You’d think that getting out of town would be the easy part.

Not so much.

The city we live in sits at the juncture of a big river and a large lake. Sometimes it’s windy, which makes for great sailing, kiteboarding and the like. Big wind can mean big waves. And big waves can make for one rollickin’ ferry ride.

In a feat of physics and geometry, the fellows who run Horne’s Ferry managed to shoehorn 10 vehicles onto the small platform, toss the lines and move us safely from Point A to Point B, bobbing across the roiling waters of the St. Lawrence River. With the ferry holdup, the miraculous shoehorning and the slower-than-usual crossing, it took us about four hours to travel 15-kilometres (9 miles).

This six-week road trip is about finding out what’s unique about life along the lower stretches of the Atlantic coastline – through the Carolinas and Georgia – then turning inland and digging deep into the music, culture and history of the hills and mountains on the return trip north.

So, we packed the camper van, revved the engine, gave our house sitters some last minute instructions (Reminder if you’re reading this: No parties. Recycling goes out on Mondays.) and we were off.

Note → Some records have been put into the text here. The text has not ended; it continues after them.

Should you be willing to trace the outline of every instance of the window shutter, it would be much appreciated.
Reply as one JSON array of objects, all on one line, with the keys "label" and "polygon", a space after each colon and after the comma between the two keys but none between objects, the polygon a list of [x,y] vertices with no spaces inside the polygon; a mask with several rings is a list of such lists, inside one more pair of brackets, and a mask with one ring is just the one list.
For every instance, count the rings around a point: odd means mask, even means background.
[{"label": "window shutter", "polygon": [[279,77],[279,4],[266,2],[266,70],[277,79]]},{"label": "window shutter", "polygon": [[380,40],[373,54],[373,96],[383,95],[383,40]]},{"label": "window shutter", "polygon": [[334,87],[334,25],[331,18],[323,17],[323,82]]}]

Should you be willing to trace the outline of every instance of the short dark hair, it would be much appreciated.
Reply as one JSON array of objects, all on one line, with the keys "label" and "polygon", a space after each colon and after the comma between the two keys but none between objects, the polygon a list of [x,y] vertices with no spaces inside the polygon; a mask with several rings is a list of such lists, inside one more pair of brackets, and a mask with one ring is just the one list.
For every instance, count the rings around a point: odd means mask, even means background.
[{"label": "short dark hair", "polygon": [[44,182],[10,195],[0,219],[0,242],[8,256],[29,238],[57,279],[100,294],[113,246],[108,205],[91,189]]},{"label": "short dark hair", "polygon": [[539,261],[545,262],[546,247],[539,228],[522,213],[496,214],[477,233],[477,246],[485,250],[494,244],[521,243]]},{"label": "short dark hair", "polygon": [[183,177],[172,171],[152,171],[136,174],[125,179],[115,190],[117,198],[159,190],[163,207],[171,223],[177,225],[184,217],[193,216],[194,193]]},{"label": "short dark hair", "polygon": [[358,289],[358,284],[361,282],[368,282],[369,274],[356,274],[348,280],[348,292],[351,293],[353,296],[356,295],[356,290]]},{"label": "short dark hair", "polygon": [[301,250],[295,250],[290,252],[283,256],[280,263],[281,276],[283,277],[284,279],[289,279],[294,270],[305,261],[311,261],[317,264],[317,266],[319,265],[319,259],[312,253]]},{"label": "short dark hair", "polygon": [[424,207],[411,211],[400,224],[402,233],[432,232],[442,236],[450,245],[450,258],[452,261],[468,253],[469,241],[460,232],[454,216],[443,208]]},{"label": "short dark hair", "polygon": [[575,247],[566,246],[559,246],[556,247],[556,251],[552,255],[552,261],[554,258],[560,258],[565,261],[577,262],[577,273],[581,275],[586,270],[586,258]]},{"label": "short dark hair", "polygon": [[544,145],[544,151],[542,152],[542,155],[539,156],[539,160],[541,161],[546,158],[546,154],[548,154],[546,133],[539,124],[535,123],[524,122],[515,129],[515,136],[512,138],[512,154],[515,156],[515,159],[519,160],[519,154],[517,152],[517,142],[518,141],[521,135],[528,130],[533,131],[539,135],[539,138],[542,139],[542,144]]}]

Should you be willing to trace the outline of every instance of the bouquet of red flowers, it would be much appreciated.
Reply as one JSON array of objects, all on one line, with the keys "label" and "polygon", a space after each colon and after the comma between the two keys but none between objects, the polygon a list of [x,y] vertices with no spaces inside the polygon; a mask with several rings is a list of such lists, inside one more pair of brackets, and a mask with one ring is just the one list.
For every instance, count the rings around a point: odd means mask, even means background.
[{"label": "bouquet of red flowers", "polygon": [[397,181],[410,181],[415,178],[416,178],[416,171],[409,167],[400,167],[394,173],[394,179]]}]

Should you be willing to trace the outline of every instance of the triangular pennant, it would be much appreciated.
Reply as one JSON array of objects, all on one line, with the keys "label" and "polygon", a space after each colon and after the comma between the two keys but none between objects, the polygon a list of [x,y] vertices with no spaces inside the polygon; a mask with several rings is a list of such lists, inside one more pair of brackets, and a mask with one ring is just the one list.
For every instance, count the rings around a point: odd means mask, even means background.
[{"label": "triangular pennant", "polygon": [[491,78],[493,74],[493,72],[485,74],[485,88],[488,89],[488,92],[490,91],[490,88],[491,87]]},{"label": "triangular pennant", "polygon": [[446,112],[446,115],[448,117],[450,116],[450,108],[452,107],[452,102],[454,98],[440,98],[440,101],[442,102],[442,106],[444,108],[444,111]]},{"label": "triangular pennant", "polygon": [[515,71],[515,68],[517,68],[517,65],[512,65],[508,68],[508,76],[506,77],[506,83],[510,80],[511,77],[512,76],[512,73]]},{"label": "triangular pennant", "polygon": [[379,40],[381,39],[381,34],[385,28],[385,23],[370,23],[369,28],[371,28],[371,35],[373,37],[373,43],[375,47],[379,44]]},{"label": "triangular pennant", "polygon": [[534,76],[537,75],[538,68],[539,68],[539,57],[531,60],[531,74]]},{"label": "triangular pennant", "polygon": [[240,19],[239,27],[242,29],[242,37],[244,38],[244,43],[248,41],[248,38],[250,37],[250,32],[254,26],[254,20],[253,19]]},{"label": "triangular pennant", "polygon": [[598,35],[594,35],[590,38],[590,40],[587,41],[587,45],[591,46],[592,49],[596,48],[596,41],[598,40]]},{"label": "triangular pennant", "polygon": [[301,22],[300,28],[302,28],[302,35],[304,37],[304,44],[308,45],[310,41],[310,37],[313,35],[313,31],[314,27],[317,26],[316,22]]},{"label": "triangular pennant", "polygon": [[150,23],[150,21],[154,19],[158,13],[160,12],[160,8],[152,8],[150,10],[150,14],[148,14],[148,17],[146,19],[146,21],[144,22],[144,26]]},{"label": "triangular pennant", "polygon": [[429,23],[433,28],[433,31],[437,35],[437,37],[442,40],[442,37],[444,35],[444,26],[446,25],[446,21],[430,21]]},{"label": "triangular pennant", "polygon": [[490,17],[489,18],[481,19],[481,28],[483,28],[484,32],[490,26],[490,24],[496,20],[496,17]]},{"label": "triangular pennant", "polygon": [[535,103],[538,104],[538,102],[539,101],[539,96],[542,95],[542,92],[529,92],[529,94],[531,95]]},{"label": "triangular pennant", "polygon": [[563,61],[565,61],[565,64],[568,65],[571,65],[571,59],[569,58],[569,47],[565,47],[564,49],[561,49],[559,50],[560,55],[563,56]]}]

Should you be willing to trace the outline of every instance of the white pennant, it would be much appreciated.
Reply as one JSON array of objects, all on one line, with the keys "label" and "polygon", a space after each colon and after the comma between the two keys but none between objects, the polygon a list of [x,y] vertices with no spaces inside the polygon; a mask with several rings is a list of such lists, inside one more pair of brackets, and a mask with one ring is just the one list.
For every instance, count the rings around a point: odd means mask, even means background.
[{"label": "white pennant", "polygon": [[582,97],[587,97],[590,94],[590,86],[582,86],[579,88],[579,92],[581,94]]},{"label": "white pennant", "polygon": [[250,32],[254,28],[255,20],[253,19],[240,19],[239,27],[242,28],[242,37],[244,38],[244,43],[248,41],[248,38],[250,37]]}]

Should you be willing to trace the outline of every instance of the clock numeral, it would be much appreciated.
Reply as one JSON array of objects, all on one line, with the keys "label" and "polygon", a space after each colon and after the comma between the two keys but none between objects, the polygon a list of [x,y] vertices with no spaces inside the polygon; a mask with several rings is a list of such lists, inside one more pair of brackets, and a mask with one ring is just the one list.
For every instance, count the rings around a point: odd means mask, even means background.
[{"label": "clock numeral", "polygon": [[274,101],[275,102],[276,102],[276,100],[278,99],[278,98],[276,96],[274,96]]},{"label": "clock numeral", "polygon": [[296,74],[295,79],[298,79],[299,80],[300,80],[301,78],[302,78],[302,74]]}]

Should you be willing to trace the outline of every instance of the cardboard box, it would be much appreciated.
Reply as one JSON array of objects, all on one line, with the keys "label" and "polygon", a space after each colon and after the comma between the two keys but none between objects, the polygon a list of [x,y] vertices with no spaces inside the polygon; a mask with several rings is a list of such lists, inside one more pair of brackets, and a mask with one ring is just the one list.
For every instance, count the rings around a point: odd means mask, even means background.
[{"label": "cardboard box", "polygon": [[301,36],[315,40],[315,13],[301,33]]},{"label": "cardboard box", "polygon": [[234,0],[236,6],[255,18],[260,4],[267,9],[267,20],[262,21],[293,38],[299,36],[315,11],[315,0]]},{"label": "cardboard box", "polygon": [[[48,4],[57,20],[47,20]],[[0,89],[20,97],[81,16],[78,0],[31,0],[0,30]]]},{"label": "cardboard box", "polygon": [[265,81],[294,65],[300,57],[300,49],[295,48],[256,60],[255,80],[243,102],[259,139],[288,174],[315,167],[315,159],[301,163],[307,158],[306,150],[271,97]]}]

As soon as possible, we connected with salty water: driving down the Delmarva Peninsula (Delaware-Maryland-Virginia) that separates Chesapeake Bay from the mighty Atlantic Ocean. We tested the patience of a bemused local fisherman in Onancock, VA, peppering him with questions about how he cooks clams, oysters, shrimp, grouper and catfish. We went for the clams; scrubbed and then steamed in a mixture of Heineken, chopped tomatoes, garlic and onions.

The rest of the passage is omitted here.